短編詐欺に思われたら申し訳御座いません。
「ではそれでお願いします」
という訳で私は暫く喫茶店に居座る事となった。店員さん、無理言って申し訳ない。事の発端は私がタラコパスタを注文したところまで遡る。
どうしてもそこのタラコパスタが食べたくなった。他のファミレスでは無い、そこのタラコパスタが。他に列を成したパスタには目もくれず、一心に呼び鈴を押した。
「タラコパスタ一つ」
「申し訳御座いません。其方、11時からの商品となっておりまして……」
互いに束の間の沈黙が流れ始める。今は何時だったか。確か店を入ったのが10時半。そうなると今は注文不可という事か。脳裏で別のものを頼んで、退席を考えた。他にも美味いものはあるし。しかし先に口を開いたのは相手であった。
「11時以降でしたらお出し出来るのですけども……」
「あ、ではそれでお願いします」
無理言って申し訳ない。暫く座席お借りします。私は注文を受けてくれた相手に軽く会釈し、窓の外を眺めた。そこには愛らしいパノラマの世界が広がっていた。

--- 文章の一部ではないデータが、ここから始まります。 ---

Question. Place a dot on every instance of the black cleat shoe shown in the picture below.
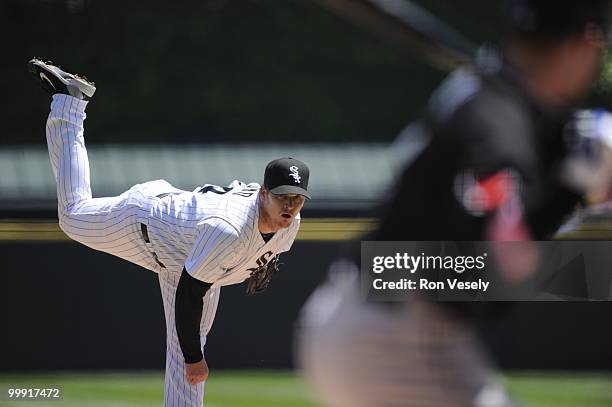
(54, 80)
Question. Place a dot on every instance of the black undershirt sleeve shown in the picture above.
(188, 314)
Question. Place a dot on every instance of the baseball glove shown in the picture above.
(260, 278)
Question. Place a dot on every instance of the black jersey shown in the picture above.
(488, 142)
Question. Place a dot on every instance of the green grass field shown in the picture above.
(282, 389)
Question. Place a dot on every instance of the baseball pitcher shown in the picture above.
(195, 241)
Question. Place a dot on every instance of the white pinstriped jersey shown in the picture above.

駅が見える席へと案内された為、人の動きが良く見える。何だか自分が巨人にでもなったようだ。ミニチュアになった人々が急ぎ足で駅へと向かって行く。ホームには数分置きに電車が到着し、人を吸っては吐き出していた。視線を下に向けると、手乗りサイズに化けた車が走り回っている。

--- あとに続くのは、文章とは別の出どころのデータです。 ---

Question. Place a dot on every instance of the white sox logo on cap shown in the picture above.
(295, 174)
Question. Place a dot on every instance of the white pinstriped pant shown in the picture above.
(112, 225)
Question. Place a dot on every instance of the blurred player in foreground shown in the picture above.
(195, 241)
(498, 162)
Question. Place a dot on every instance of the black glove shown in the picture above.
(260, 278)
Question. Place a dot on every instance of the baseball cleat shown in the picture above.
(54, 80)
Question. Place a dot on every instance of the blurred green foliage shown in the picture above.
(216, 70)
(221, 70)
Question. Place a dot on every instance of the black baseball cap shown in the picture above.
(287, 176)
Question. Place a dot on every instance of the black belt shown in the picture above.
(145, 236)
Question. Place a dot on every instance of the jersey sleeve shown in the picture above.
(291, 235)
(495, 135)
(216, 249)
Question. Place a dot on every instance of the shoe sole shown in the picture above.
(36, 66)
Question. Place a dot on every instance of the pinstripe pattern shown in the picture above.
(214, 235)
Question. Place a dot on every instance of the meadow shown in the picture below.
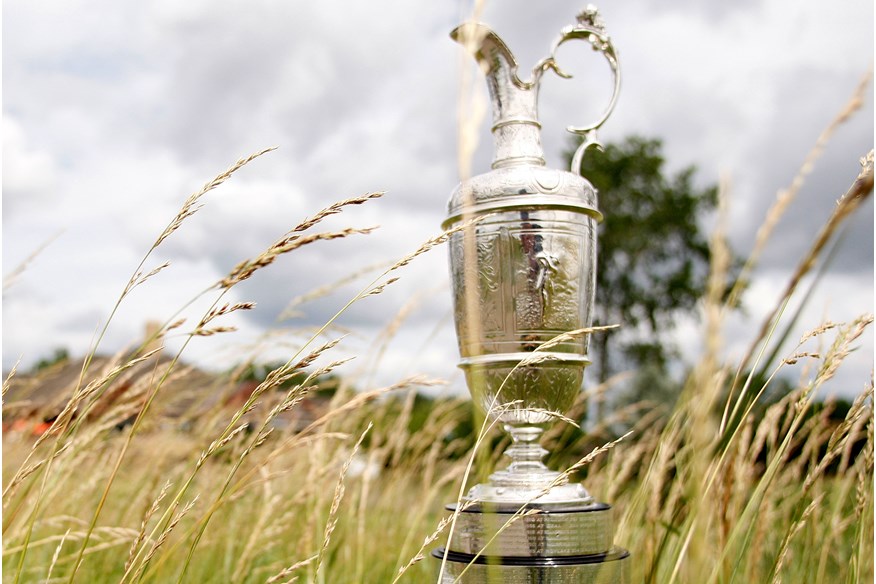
(716, 488)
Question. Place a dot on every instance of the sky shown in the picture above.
(114, 112)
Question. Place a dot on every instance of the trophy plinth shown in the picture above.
(523, 271)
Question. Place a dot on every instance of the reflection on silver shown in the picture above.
(524, 273)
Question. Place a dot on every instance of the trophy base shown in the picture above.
(529, 524)
(611, 567)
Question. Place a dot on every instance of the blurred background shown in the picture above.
(113, 113)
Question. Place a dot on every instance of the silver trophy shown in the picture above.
(523, 276)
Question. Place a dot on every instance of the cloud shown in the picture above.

何だか模型作りに熱心になる人々の気持ちが分かる気がした。自分で作った、自分だけの世界。ただ眺めるだけで愛らしい。神にでもなったように創造するのも破壊するのも思いのまま。
模型と違う所はただ一つ。私自身で手を加えられない事だろう。思い思いに動いている。今を生きている。そして……この場所から離れたら、もう私の世界では無くなってしまう。私も模型一部になってしまう。
「お待たせ致しました。タラコパスタです」
「有難う御座います」
若い女性の声でふと現実に引き戻される。注文していた物が出来上がったのだ。時間を確認すると、11時3分。プロの技を見た気がした。でもそれに甘んじる事は絶対に止めておこう。この世界はパノラマでは無いのだから。
パノラマネタも面白いので、幻想奇譚で本格的に書いてみたいです。
自分が神様だったらどんな我儘も言えるけど、此処はそうじゃない。自分が作ったパノラマの世界で生きてない。
だから、次からは甘えないようにしよう。
という思いの元、書いてます。
プロの技について
出して良い時間なら、ピッタに出してもえぇんじゃろ?
という、お待たせしない精神。
それをプロの技と称してます。
時間ピッタに熱々出せる逆算能力、見習いたいと思います。
(常に計画倒れ起こして、投稿してる人)
今回は渡の友人のあの子だと思います。
用もないのに長居をするのに罪悪感覚えるタイプです。
立ち食い店とかもよく利用してそうな。(お供したい)
故に長居OKな喫茶店でもさっさと席を立ってしまいそうですね。